I think even though Arun Kapil and I are seeing the same dark clouds over Europe, we are using very different frameworks in interpreting their meaning, and therefore we necessarily reach very different conclusions. The response of Kapil to my earlier comments is a thoughtful, careful, data-driven analytical approach. He reasons that MLP cannot be elected because things aren’t really that bad yet and, besides, the French are much too sensible to vote for her, except as a protest candidate. The dark clouds will somehow dissipate—because they must—and we will somehow find ourselves in the sensible center—again, because there’s no realistic alternative.
It seems to me however, that Europe, and particularly France, has genuinely changed since 2008 in ways that Kapil’s analysis discounts far too heavily. I think the disastrous response of the elites to the financial crises has awakened some demons that we thought had been laid to rest by the European project. Indeed, I think it’s possible to see what might be the very faint outlines of another gathering storm threatening Europe.
As Paul Krugman and others have been saying, the thing that’s mainly responsible for this gathering storm is Europe’s unprecedented commitment to both the euro and to a destructive austerity that is shrinking its economies and flirting with deflation. It’s true that the results of austerity haven’t yet been as “murderous” in France as elsewhere but, whether it’s the desired result or simply an inevitable consequence of economic mismanagement, austerity and the euro are hollowing out France’s economy and destroying the social welfare state. Even an economy as strong as that of France cannot withstand this battering for much longer.
So, yes, perhaps it might have been hyperbole to say that France is today experiencing murderous austerity. Nevertheless, many others in Europe certainly are and the future doesn’t look promising for France. I suppose it would have been more accurate for me to have said that austerity is murderous in Greece, Spain and England but, for the moment, is only ruinous in France with murderous coming up fast on the rails. But, as George Brassens might say, hang here or hang there, what difference does it make if you end up hanged anyway?
Which is my main point. I think the mature, level headed French can see the writing on the wall. They don’t want to be hanged in the name of austerity.

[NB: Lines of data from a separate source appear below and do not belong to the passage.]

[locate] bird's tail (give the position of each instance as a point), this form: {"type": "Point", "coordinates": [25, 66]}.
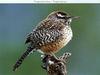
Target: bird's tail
{"type": "Point", "coordinates": [21, 59]}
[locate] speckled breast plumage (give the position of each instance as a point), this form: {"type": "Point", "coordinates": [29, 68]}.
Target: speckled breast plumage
{"type": "Point", "coordinates": [54, 47]}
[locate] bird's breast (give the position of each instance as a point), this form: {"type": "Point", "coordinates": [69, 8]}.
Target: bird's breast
{"type": "Point", "coordinates": [60, 43]}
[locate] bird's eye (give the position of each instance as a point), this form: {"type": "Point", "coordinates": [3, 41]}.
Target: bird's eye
{"type": "Point", "coordinates": [61, 15]}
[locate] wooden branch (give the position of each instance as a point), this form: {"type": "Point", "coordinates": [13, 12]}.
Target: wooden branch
{"type": "Point", "coordinates": [55, 66]}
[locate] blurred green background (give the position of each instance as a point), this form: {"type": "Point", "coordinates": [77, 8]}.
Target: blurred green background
{"type": "Point", "coordinates": [16, 20]}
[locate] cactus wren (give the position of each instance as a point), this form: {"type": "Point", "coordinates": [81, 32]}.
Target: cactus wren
{"type": "Point", "coordinates": [49, 36]}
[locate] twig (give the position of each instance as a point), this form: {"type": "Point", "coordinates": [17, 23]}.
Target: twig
{"type": "Point", "coordinates": [55, 66]}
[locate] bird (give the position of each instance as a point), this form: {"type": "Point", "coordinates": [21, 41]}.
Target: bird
{"type": "Point", "coordinates": [49, 36]}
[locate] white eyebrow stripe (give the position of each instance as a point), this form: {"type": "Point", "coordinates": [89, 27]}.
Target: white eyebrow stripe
{"type": "Point", "coordinates": [60, 15]}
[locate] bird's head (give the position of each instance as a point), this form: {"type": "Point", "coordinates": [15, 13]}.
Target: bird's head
{"type": "Point", "coordinates": [61, 16]}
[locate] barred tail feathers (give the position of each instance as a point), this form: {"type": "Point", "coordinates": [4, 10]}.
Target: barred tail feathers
{"type": "Point", "coordinates": [21, 59]}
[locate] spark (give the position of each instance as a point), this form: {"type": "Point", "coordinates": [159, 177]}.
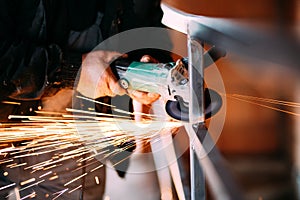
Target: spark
{"type": "Point", "coordinates": [78, 187]}
{"type": "Point", "coordinates": [81, 136]}
{"type": "Point", "coordinates": [7, 186]}
{"type": "Point", "coordinates": [75, 179]}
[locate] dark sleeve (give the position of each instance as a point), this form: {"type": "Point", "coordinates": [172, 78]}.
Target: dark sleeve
{"type": "Point", "coordinates": [25, 56]}
{"type": "Point", "coordinates": [148, 13]}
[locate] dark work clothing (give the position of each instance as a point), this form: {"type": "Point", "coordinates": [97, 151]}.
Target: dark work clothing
{"type": "Point", "coordinates": [38, 36]}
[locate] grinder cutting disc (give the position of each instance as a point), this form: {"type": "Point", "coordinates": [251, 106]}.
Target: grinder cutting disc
{"type": "Point", "coordinates": [213, 103]}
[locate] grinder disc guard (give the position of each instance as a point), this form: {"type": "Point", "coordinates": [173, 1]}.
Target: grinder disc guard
{"type": "Point", "coordinates": [213, 103]}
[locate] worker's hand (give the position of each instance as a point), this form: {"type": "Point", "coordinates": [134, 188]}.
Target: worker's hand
{"type": "Point", "coordinates": [96, 78]}
{"type": "Point", "coordinates": [144, 97]}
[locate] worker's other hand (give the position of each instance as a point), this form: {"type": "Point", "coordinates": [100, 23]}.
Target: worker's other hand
{"type": "Point", "coordinates": [144, 97]}
{"type": "Point", "coordinates": [96, 78]}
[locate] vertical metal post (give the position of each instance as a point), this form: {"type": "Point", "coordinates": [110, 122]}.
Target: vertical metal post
{"type": "Point", "coordinates": [196, 114]}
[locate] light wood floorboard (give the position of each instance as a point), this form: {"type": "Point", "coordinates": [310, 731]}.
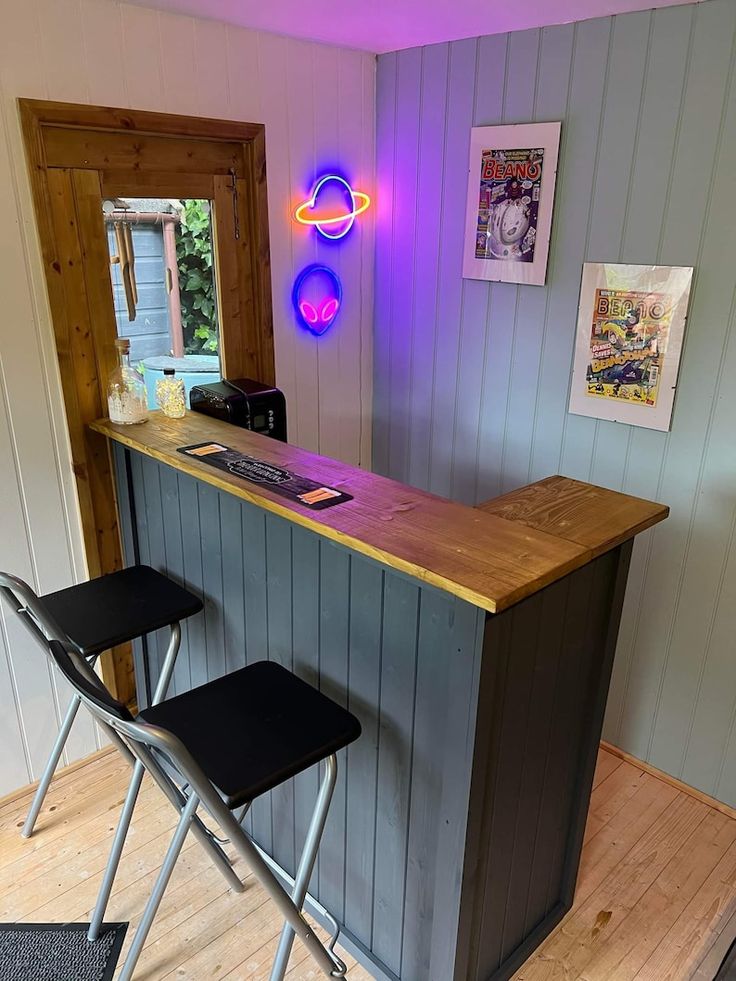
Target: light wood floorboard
{"type": "Point", "coordinates": [655, 901]}
{"type": "Point", "coordinates": [656, 894]}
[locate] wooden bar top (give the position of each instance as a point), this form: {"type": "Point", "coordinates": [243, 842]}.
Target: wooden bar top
{"type": "Point", "coordinates": [492, 556]}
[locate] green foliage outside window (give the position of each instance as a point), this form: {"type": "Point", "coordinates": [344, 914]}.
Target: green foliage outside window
{"type": "Point", "coordinates": [196, 278]}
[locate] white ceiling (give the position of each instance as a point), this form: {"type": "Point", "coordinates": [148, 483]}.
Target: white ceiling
{"type": "Point", "coordinates": [387, 25]}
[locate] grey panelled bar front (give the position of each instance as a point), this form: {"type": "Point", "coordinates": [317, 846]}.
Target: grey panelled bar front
{"type": "Point", "coordinates": [454, 838]}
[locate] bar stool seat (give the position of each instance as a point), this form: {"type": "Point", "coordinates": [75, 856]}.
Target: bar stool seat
{"type": "Point", "coordinates": [263, 725]}
{"type": "Point", "coordinates": [118, 607]}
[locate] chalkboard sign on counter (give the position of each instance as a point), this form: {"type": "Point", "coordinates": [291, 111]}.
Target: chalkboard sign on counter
{"type": "Point", "coordinates": [311, 493]}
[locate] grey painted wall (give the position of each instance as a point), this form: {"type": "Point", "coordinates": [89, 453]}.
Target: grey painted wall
{"type": "Point", "coordinates": [471, 379]}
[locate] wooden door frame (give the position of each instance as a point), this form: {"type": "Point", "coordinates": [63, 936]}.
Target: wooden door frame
{"type": "Point", "coordinates": [78, 154]}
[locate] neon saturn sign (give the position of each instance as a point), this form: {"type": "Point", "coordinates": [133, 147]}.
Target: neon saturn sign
{"type": "Point", "coordinates": [332, 207]}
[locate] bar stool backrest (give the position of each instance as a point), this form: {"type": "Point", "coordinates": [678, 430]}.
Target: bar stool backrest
{"type": "Point", "coordinates": [95, 695]}
{"type": "Point", "coordinates": [141, 736]}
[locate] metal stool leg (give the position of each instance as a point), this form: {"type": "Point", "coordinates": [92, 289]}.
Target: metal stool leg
{"type": "Point", "coordinates": [158, 890]}
{"type": "Point", "coordinates": [126, 814]}
{"type": "Point", "coordinates": [50, 769]}
{"type": "Point", "coordinates": [306, 865]}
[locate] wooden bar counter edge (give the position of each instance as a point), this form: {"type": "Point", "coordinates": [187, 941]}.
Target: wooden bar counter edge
{"type": "Point", "coordinates": [492, 556]}
{"type": "Point", "coordinates": [475, 645]}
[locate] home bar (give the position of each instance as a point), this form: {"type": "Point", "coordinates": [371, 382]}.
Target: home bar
{"type": "Point", "coordinates": [474, 645]}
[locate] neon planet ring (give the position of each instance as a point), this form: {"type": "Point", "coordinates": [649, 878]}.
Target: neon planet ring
{"type": "Point", "coordinates": [333, 226]}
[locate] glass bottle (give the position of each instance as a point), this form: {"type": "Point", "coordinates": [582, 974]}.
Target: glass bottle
{"type": "Point", "coordinates": [126, 391]}
{"type": "Point", "coordinates": [170, 395]}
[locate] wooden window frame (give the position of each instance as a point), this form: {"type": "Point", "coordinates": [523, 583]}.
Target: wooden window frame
{"type": "Point", "coordinates": [78, 155]}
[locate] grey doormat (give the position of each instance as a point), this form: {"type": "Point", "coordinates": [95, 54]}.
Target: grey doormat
{"type": "Point", "coordinates": [58, 952]}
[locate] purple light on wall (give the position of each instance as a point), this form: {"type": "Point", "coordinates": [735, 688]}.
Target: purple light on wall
{"type": "Point", "coordinates": [317, 297]}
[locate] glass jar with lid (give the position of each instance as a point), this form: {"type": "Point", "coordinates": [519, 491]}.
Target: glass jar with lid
{"type": "Point", "coordinates": [126, 391]}
{"type": "Point", "coordinates": [170, 395]}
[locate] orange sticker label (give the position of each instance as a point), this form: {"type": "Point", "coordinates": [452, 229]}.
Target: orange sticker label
{"type": "Point", "coordinates": [206, 450]}
{"type": "Point", "coordinates": [320, 494]}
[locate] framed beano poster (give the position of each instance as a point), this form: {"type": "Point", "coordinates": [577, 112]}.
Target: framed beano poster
{"type": "Point", "coordinates": [511, 187]}
{"type": "Point", "coordinates": [631, 322]}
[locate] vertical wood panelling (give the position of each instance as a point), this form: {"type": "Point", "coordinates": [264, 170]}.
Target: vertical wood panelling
{"type": "Point", "coordinates": [112, 53]}
{"type": "Point", "coordinates": [405, 658]}
{"type": "Point", "coordinates": [645, 176]}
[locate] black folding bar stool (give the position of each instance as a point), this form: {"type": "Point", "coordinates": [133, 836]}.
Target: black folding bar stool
{"type": "Point", "coordinates": [231, 740]}
{"type": "Point", "coordinates": [93, 617]}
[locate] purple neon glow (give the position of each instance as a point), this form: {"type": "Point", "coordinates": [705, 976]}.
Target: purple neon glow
{"type": "Point", "coordinates": [321, 315]}
{"type": "Point", "coordinates": [317, 297]}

Not here. Not there. Not anywhere. Every defector to the FN that has told his or her story in Marianne, Libé and elsewhere has expressed some variation on this theme and the polls confirm that these fears about the future are what’s been driving the rise of MLP.

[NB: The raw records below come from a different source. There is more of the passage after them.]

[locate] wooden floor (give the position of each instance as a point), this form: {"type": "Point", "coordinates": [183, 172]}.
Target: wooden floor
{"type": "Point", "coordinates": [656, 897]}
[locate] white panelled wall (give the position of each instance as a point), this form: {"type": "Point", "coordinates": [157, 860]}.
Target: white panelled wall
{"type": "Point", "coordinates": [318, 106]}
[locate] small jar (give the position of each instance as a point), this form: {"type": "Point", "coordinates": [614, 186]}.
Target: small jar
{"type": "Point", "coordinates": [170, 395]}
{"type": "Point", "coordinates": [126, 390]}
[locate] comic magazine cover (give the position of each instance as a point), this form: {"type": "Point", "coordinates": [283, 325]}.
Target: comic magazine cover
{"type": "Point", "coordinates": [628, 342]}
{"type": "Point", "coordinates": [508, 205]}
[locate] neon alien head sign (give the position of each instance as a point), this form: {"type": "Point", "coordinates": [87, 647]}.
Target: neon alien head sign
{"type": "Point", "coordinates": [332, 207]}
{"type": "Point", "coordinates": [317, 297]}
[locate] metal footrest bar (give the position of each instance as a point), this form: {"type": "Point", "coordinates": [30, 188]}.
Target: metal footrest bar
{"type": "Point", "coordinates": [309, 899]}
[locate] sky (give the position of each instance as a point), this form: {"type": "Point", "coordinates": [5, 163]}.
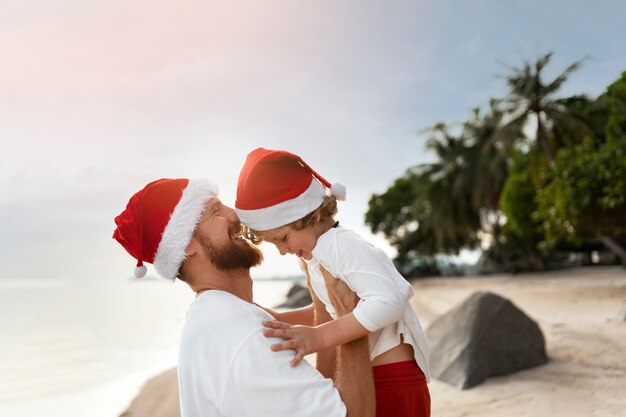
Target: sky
{"type": "Point", "coordinates": [100, 97]}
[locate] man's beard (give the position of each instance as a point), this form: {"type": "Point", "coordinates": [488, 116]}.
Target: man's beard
{"type": "Point", "coordinates": [232, 255]}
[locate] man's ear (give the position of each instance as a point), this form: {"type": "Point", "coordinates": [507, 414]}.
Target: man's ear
{"type": "Point", "coordinates": [192, 247]}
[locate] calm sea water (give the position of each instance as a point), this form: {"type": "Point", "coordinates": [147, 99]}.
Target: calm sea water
{"type": "Point", "coordinates": [76, 348]}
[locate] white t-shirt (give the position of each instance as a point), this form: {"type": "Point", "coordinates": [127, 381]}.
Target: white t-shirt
{"type": "Point", "coordinates": [226, 367]}
{"type": "Point", "coordinates": [384, 308]}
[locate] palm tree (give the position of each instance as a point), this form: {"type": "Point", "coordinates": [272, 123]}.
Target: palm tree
{"type": "Point", "coordinates": [530, 96]}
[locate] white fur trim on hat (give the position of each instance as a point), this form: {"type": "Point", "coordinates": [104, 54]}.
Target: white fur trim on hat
{"type": "Point", "coordinates": [286, 212]}
{"type": "Point", "coordinates": [179, 230]}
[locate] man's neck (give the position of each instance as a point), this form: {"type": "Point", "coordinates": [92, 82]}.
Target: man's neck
{"type": "Point", "coordinates": [237, 282]}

And yet, the unwavering commitment to austerity by the UMP, François Bayrou and the PS means that a Frenchman who is fearful about the future has no way to vote against the current policies except by voting for MLP. In other words, MLP’s unpopularity will be irrelevant because the election will not be between parties or candidates along a political spectrum of left and right but rather will represent a simple binary choice between austerity and prosperity with MLP coopting the mantle of prosperity.
Of particular concern for me is that there is no electoral outlet on the left for middle class and working class people to protest against their diminished fortunes or to secure a better life for their children at the ballot box. The people of the left must retake their parties from those who have embraced austerity and rejected the political and economic ideas that brought about an era of peace and prosperity in post-war Europe. That is why I renew my call for new leadership on the left that is committed to offering the people hope for a better future through a new manifesto that will embrace a “socialisme du possible” for today.